In October, Governor Ricardo Rossello canceled a $300 million contract awarded by PREPA to a tiny Montana-based company amid political backlash.

Three months later, the US Army Corps of Engineers discovered undistributed hurricane relief materials in a PREPA warehouse, sparking Rossello to order a separate investigation.

A US Congressional committee in March announced its own probe into potential corruption at PREPA, including reports that some officials accepted bribes to restore power to exotic dance clubs ahead of schedule.

A week later, PREPA revealed it had been hacked, though customer data was not affected.

Rossello is planning to privatize PREPA over the next 18 months, as Puerto Rico navigates a $120 billion bankruptcy, the largest in US government history.

In the short-term, though, the grid remains vulnerable ahead of a new hurricane season beginning this summer.

Falling revenues, a loss of staff and constant leadership turnover have contributed to an outdated fleet of equipment, which was exposed when Maria brought winds up to 155 miles per hour.

Compounding that, most of the island's generation is done in the south and trekked through miles of wires to the bulk of the population in the north.

“We need to have power to the north to avoid this kind of chain reaction every time we have a power problem,” said Tomas Torres, executive director of the nonprofit Institute for Competitiveness and Sustainable Economy for Puerto Rico.
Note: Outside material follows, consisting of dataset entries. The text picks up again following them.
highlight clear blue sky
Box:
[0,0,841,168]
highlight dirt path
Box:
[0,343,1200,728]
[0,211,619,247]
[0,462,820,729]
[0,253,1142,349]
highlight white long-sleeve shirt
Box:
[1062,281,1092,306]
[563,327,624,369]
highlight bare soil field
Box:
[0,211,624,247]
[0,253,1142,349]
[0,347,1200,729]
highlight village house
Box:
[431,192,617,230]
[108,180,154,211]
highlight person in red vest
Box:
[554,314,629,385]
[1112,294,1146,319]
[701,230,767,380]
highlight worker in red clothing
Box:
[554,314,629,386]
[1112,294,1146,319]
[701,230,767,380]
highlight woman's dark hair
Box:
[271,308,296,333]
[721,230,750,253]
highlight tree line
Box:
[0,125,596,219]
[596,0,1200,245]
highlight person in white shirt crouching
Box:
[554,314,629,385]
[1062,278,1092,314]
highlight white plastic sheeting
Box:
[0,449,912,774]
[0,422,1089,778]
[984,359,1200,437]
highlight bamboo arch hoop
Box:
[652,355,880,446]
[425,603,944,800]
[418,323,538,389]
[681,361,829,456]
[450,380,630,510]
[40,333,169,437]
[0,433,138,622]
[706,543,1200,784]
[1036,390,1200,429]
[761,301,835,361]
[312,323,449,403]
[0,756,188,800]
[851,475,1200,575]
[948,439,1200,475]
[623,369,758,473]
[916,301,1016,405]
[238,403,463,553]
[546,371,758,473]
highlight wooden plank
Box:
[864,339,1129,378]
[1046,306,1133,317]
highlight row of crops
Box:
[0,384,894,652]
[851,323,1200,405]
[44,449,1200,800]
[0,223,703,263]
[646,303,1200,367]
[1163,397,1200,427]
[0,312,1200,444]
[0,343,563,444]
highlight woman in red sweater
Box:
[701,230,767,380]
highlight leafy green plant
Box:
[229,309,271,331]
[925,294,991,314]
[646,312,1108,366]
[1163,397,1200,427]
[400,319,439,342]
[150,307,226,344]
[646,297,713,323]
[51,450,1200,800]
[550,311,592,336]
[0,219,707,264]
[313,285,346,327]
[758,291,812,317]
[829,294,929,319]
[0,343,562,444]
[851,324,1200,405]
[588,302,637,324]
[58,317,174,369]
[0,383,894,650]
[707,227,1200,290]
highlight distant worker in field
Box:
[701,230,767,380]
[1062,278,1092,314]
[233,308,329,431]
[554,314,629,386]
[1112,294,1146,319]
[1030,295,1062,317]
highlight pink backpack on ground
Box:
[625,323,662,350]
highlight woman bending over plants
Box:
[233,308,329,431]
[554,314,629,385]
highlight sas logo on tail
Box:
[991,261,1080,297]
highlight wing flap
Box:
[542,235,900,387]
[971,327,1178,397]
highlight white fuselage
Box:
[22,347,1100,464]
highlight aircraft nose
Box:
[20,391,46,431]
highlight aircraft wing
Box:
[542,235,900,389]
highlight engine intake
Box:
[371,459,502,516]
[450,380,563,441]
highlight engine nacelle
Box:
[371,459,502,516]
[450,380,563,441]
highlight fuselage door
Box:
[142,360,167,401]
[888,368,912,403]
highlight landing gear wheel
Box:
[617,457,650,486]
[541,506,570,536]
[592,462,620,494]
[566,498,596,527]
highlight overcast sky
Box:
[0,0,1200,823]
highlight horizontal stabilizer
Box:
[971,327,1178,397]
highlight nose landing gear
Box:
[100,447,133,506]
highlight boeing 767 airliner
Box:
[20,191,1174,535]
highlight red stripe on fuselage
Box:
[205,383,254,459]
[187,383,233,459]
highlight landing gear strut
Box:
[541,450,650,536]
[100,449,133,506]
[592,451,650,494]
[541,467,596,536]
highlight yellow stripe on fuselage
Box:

The latest outage comes as Major League Baseball's Cleveland Indians and Minnesota Twins square off in San Juan on Wednesday night, part of an effort by MLB to bring attention to and raise money for Puerto Rico.

San Juan Mayor Carmen Yulin Cruz, who has criticized PREPA and the US response to the power restoration effort, said on Twitter that the city will bring in extra lights and security for the game.

"The game will GO ON," Cruz said. "Nothing will stop us."